5. Stocks et gaspillages

L’ouvrage regorge d’anecdotes croustillantes racontant la transformation. Une des plus saisissantes est celle d’un sensei (maître) Lean qui lors d’une visite d’une usine intima le dirigeant de l’usine de lui donner un billet 20 dollars. Il posa ce billet sur des palettes de matériel en attente de traitement : « Vous voyez, vous gaspillez l’argent de l’entreprise avec tout ce stock, tant que vous y êtes vous pouvez aussi gaspiller votre propre argent. »

Là encore, le problème vient de la siloïsation de l’organisation. En achetant à gros volume, le service achat a l’impression de faire une bonne affaire. Mais celle-ci s’avère désastreuse pour l’organisation : « Le service achat ne se préoccupe pas du niveau des stocks. Si vous offrez à un responsable des achats une réduction de 10 Millions de dollars sur le stock ou un rabais de 5% d’une valeur de 500.000 dollars par an, vous pouvez être certain qu’il choisira systématiquement la réduction de 5%. C’est triste mais vrai. »

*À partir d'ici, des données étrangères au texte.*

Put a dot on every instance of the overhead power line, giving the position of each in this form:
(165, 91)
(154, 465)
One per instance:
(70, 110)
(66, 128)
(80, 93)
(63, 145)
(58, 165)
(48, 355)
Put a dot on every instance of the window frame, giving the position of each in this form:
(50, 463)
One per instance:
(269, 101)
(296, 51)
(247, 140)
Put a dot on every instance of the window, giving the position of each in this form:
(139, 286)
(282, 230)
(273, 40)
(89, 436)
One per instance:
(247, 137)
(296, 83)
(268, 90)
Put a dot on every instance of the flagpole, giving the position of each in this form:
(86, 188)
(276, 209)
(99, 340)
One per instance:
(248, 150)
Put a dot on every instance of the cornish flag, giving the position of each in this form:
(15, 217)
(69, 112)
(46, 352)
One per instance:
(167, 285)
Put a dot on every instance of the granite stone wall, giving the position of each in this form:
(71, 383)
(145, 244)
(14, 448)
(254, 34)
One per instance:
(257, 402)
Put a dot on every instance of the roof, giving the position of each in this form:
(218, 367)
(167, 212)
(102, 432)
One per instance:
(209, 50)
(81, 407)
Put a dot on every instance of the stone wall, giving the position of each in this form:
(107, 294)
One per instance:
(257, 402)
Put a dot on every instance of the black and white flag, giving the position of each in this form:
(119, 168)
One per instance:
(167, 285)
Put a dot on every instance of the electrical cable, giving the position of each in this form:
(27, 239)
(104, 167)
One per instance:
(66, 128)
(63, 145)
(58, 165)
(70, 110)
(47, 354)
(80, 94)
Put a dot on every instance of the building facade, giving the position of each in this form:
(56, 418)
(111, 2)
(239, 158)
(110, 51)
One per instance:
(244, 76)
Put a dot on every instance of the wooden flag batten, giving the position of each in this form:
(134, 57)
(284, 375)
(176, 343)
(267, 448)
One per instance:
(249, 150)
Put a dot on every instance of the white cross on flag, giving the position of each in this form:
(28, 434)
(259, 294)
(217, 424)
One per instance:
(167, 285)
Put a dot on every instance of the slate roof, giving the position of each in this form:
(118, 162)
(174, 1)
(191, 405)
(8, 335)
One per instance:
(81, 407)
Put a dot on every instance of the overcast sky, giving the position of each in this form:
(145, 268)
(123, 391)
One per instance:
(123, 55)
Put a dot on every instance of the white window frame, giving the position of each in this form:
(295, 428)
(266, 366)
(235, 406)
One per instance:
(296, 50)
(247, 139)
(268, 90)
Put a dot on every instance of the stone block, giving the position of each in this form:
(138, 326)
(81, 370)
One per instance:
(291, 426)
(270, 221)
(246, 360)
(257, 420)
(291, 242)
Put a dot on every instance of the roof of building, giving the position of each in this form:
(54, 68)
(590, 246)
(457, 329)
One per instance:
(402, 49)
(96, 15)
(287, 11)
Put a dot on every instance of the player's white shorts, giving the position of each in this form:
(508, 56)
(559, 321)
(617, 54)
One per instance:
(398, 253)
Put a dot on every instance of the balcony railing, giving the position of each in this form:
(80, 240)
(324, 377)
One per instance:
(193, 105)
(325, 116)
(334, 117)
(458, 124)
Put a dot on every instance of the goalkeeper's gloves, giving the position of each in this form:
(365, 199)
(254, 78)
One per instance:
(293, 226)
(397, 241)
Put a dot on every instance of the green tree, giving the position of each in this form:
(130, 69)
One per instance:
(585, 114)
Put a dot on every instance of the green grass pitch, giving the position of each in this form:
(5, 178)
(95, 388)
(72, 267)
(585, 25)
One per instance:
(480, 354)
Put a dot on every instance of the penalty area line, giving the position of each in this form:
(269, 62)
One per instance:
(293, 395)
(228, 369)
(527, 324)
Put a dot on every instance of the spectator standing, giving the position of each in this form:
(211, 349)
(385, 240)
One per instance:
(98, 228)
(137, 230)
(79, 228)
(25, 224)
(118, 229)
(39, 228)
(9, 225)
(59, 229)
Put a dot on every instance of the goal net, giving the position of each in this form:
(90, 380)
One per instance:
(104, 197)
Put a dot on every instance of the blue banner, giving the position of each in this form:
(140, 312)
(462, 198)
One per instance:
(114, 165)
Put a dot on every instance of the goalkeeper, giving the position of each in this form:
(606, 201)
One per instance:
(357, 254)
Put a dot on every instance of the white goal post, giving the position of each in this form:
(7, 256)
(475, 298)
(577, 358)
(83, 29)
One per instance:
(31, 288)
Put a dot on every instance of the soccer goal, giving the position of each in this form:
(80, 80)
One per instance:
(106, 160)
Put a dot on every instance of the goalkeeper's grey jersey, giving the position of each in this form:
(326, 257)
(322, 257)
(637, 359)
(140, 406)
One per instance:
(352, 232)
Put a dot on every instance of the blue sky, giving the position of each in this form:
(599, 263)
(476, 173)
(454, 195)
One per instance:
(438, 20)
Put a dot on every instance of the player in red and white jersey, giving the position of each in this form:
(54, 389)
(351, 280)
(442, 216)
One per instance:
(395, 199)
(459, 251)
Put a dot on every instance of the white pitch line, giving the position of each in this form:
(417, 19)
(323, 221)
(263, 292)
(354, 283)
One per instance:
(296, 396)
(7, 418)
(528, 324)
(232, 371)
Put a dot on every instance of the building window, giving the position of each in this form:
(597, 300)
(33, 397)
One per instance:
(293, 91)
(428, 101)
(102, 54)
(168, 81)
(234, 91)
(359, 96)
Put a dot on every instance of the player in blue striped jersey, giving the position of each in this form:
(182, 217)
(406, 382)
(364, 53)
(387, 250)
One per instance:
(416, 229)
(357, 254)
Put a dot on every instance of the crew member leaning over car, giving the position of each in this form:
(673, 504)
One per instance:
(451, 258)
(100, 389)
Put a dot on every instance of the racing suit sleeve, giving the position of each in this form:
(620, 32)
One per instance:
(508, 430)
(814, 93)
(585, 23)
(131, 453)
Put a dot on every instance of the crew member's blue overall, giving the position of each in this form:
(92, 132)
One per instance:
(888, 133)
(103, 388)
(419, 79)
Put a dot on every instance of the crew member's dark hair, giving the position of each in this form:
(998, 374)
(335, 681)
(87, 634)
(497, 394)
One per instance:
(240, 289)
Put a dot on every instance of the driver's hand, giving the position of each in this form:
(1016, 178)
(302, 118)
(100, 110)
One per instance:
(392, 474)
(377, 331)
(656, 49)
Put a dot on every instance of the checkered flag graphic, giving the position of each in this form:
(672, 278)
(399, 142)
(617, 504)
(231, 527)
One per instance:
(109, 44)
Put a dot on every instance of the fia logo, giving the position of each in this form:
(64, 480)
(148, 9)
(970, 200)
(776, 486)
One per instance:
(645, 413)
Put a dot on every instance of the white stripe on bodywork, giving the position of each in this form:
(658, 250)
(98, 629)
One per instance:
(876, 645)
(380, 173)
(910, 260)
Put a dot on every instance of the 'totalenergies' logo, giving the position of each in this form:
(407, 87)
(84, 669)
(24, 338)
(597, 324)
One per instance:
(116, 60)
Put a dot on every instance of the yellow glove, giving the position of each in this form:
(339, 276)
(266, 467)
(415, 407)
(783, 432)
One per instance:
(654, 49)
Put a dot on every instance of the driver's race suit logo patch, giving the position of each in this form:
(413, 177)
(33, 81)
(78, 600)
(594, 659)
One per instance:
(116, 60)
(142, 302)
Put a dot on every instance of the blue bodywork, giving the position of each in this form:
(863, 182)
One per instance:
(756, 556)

6. Planification des ressources

Un des vrais ennemis à l’amélioration identifié par Byrne est incarné par les sytème de planification de ressources : MRP (Material Resource Planning) ou ERP (Enterprise Resource Planning – le MRP étendu à l’ensemble l’organisation). Une autre anecdote, douloureuse celle-ci :

« Mon ancien collègue (…) consacra ses 15 premiers mois à la mise en place d’un ERP et délaissa son initiative Lean. Lorsque les choses s’arrangèrent, il reprit le projet lean et découvrit que dans une cellule où une seule transaction (l’arrivée d’une carte Kanban) suffisait à déclencher la fabrication du produit auparavant, la mise en place de l’ERP créait 13 transactions séparées. Quand il tenta de revenir au Kanban, sa hiérarchie lui rappella que l’entreprise n’avait pas en vain débourser 80 Millions de dollars dans un ERP. »

A travers cette anecdote terrifiante on peut avoir à l’oeuvre le panurgisme stratégique des entreprises durant ces vingt dernières années. La pensée stratégique est réduite à une politique d’acquisition de progiciels d’entrerprise paralysant l’organisation et démotivant les équipes.

7. Les pratiques du dirigeant

La partie essentielle du document, celle où l’auteur rappelle que dirigeant ce n’est pas seulement une posture de visionnaire et une carte de crédit entreprise grâce à laquelle on peut diner dans les meilleurs restaurants ou descendre dans les meilleurs hôtels. C’est aussi et avant tout un ensemble de pratiques et voici celles données par l’auteur :
•    Fixer les orientations et doter l’entreprise des capacités nécessaires pour résoudre les problèmes en s’attaquant à la racine
•    Renforcer les processus majeurs en se rendant quotidiennement sur le Gemba et en analysant régulièrement les indicateurs de performance
•    Identifier des percées possibles et définir des objectifs ambitieux
•    Témoigner du respect aux salariés et soutenir leurs efforts.

Notez qu’il ne s’agit pas de choses à dire ou à communiquer dans la newsletter ou dans les posters à côté de la machine à café. Non : il s’agit de pratiques, qui doivent être pratiquées par le dirigeant et son équipe dirigeante.

Un très grand ouvrage de leadership : essentiel et très vivement recommandé.